Relativamente ao ponto iii) supra, o mesmo, é igualmente, de indeferir, desde logo, porque apresenta um teor valorativo e conclusivo, e por outro lado porque o ato de liquidação impugnado no valor de €65.000,oo já se encontra contemplado na alínea G) do probatório. Ademais, importa sublinhar que, a visada subdivisão já contende com o thema decidendum e com a requalificação visada no presente recurso, sendo certo que a questão atinente à conformação com o ato de liquidação dimanante da outorga referida em A), não é controvertida sendo irrelevante para a discussão da causa.

Face ao supra evidenciado, improcedem os visados aditamentos ao probatório.

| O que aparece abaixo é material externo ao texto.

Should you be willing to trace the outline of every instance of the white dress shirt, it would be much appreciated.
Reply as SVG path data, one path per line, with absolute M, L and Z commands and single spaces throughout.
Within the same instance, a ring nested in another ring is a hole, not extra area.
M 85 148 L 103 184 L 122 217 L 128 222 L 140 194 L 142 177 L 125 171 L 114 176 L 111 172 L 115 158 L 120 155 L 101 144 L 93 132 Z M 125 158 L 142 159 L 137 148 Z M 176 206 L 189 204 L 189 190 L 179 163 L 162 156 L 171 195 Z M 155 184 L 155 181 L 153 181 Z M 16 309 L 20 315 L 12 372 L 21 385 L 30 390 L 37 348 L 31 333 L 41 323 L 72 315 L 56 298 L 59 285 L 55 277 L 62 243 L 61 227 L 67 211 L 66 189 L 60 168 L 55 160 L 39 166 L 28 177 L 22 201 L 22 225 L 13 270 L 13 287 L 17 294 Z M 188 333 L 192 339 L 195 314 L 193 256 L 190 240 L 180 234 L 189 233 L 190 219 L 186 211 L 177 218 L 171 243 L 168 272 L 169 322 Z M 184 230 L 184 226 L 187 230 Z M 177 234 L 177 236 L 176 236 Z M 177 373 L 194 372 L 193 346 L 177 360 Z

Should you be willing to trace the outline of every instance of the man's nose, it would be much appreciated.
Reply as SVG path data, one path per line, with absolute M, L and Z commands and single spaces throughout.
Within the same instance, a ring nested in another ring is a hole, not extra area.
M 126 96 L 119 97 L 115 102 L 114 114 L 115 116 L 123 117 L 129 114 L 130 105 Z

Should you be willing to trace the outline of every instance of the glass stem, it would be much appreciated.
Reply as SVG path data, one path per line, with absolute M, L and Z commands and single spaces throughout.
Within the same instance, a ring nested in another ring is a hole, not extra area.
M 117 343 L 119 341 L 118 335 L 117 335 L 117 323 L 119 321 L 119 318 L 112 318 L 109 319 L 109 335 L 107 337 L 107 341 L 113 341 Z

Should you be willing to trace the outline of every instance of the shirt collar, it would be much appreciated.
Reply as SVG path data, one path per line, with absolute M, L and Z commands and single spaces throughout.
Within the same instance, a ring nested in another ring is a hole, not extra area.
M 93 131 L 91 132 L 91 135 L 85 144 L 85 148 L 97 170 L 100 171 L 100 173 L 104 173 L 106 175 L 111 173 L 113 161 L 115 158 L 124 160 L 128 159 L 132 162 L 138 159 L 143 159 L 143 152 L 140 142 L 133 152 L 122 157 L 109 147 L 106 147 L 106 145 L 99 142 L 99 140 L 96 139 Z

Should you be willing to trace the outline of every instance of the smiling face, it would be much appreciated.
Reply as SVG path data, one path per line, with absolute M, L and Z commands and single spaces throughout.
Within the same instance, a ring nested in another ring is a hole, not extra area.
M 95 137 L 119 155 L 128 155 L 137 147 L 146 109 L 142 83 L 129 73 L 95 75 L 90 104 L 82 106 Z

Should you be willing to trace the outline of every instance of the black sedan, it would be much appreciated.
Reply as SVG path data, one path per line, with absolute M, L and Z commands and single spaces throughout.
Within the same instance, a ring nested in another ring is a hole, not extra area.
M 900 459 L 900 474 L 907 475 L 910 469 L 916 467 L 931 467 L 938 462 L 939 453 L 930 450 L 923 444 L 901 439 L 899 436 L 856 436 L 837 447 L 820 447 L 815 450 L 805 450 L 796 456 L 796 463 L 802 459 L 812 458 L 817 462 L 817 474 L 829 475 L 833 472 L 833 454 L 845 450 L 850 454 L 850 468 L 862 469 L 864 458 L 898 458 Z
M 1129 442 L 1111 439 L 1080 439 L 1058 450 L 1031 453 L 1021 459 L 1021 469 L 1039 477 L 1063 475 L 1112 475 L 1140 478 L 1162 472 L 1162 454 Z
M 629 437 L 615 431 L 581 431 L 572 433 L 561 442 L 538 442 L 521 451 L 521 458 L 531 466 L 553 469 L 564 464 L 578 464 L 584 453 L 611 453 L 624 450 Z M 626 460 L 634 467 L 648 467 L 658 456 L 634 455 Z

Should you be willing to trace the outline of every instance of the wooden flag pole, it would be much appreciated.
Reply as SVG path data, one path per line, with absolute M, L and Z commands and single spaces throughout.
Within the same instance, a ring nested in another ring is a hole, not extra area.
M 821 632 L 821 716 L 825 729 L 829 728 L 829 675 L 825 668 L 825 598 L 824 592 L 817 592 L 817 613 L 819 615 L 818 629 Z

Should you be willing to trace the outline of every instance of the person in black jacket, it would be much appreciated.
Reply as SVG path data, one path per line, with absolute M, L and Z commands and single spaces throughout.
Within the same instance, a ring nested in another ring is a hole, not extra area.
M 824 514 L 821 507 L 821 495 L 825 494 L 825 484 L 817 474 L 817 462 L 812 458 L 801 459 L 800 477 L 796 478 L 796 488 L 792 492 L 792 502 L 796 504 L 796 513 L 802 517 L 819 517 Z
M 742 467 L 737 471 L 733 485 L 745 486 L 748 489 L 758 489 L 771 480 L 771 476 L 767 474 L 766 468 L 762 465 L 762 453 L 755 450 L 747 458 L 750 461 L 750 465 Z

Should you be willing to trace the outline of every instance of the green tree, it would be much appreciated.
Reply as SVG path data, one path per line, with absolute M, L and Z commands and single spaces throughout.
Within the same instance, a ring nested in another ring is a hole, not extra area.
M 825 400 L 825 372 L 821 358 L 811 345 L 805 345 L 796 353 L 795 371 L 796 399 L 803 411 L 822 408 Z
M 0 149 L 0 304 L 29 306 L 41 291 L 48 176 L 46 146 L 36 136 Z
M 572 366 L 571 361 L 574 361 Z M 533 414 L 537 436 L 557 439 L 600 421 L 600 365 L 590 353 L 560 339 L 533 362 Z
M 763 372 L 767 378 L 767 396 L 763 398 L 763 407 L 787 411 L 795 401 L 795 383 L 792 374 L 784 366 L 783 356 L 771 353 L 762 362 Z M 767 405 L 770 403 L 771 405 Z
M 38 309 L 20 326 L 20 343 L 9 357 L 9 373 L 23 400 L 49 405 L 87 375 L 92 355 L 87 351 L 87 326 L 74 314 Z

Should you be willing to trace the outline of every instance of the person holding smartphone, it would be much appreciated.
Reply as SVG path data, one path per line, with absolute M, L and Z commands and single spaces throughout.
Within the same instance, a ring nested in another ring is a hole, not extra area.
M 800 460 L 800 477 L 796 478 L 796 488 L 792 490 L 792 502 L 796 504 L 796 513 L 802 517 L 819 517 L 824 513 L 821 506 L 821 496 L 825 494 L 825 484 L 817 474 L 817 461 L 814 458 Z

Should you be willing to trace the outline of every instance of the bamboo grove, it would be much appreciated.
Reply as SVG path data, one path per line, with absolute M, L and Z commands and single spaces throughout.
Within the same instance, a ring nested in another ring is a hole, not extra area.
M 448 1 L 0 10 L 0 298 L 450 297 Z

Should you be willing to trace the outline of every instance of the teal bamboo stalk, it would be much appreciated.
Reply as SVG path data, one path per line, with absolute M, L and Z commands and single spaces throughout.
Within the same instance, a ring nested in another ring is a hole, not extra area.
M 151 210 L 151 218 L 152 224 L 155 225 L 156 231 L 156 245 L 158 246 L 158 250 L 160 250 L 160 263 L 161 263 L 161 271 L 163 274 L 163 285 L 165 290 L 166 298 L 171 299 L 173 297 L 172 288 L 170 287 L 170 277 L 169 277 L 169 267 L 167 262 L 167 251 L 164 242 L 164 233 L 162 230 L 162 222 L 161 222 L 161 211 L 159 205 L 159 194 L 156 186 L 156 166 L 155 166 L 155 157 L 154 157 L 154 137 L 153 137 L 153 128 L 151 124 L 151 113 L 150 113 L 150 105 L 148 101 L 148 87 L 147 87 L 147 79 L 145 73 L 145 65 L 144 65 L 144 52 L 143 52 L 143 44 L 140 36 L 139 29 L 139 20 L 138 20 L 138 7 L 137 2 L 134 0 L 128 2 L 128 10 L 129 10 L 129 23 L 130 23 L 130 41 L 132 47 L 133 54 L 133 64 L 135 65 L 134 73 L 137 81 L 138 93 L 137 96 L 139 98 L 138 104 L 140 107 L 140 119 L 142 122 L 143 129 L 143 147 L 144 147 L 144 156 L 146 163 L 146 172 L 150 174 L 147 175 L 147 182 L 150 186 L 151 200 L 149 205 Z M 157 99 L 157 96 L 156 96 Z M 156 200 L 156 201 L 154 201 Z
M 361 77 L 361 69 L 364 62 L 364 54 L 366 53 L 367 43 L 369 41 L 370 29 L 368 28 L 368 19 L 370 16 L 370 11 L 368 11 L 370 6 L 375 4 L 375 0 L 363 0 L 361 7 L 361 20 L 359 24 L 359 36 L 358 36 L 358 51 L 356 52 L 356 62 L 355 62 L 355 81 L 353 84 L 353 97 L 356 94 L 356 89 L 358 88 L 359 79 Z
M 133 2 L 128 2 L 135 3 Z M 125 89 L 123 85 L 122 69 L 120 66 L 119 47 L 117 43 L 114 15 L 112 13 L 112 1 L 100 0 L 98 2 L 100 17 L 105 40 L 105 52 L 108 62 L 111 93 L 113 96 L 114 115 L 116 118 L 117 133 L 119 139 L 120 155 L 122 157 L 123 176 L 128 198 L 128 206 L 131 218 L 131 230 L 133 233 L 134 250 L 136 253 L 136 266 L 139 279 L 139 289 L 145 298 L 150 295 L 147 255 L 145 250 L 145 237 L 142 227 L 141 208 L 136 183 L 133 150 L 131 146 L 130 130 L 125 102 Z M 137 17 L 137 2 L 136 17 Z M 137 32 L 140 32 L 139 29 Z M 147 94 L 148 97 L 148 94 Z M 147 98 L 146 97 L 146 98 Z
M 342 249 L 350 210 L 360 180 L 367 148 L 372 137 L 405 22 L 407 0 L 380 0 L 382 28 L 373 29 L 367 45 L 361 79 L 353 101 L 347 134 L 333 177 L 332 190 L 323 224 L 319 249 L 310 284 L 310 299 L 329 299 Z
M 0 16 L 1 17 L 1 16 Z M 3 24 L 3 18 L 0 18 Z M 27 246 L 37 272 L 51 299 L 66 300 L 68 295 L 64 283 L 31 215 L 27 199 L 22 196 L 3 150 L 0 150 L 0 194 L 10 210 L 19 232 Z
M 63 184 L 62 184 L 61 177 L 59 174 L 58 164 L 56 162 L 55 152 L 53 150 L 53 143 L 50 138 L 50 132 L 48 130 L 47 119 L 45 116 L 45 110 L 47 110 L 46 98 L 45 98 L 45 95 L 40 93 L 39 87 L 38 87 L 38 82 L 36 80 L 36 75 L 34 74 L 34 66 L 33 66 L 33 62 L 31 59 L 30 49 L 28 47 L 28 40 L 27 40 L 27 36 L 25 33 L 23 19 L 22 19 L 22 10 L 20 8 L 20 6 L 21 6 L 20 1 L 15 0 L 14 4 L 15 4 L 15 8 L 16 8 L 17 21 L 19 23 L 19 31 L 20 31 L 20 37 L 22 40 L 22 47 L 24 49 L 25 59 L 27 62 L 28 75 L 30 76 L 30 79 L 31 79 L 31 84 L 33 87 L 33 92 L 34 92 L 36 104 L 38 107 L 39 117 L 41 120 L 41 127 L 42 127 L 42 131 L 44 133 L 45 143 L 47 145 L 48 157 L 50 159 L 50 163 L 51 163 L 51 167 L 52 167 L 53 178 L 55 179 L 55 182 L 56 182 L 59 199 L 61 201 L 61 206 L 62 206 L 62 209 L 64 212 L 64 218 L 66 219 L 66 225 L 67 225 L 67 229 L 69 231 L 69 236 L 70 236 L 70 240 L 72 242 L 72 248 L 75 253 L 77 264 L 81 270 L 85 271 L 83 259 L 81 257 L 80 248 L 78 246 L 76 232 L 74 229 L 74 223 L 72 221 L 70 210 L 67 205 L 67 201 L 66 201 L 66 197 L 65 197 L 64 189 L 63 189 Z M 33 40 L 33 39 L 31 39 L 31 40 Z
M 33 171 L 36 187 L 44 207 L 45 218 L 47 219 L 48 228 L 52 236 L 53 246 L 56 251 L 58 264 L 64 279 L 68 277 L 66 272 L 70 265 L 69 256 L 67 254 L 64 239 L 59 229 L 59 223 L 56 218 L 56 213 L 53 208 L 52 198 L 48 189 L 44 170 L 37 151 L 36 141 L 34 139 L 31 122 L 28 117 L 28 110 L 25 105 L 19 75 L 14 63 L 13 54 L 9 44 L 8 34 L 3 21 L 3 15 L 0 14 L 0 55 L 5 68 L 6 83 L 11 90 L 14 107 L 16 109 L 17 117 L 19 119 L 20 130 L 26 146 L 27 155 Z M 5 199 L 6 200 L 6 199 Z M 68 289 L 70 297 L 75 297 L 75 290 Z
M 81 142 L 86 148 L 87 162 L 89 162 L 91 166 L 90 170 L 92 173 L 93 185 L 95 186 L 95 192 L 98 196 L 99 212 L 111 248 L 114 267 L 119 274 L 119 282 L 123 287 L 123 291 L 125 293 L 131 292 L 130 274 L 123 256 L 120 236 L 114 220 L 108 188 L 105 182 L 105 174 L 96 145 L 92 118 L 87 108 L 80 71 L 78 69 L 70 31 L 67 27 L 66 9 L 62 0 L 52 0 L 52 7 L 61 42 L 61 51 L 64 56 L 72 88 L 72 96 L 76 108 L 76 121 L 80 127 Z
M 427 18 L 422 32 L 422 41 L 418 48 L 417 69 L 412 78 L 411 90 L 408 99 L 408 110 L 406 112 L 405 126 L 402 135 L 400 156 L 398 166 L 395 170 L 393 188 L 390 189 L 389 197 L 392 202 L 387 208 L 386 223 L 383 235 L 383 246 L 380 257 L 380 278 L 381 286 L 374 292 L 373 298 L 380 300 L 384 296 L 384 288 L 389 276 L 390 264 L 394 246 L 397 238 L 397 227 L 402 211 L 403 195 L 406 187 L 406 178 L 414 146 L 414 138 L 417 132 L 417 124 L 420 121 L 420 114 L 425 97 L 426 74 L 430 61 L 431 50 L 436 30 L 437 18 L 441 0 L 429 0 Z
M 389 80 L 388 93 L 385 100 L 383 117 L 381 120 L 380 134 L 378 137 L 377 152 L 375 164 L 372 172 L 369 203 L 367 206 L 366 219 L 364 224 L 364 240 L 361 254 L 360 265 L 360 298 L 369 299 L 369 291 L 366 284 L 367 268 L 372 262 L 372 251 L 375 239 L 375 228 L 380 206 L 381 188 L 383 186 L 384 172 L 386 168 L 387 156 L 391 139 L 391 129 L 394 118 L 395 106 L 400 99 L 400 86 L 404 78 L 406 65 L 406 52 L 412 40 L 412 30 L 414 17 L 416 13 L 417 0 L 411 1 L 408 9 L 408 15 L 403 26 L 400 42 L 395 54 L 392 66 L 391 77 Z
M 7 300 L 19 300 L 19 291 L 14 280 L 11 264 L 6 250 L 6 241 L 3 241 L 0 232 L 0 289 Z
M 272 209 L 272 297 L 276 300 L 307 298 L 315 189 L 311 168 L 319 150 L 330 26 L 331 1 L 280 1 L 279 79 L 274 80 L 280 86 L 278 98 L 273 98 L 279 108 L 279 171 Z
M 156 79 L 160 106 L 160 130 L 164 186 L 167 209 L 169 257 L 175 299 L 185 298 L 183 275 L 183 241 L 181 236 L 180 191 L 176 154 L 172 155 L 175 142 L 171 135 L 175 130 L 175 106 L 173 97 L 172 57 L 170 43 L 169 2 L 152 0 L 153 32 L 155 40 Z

Subsiste, ora, por analisar a alteração ao probatório da alínea M), propugnando a Recorrente que fique a constar como facto não provado o que se encontra consignado na alínea M) do probatório, na medida em que os registos contabilísticos são meros documentos internos, donde insuficientes para a aludida asserção.

Contudo, não assiste, igualmente, razão à Recorrente, desde logo, porque a factualidade vertida na aludida alínea do probatório não está fundada apenas, como erroneamente aduz a Recorrente, em meros documentos internos, na medida em que a realidade asseverada na alínea M) está suportada, igualmente, em registos das sociedades alienantes, concretamente nos balancetes da sociedade T..., e respetivos extratos e nos balancetes da sociedade M..., e correspondentes extratos de conta.

Ademais, atentando nos articulados das partes e bem assim nas informações instrutoras e integrantes do PA, tais realidades fáticas nunca foram contestadas, donde controvertidas.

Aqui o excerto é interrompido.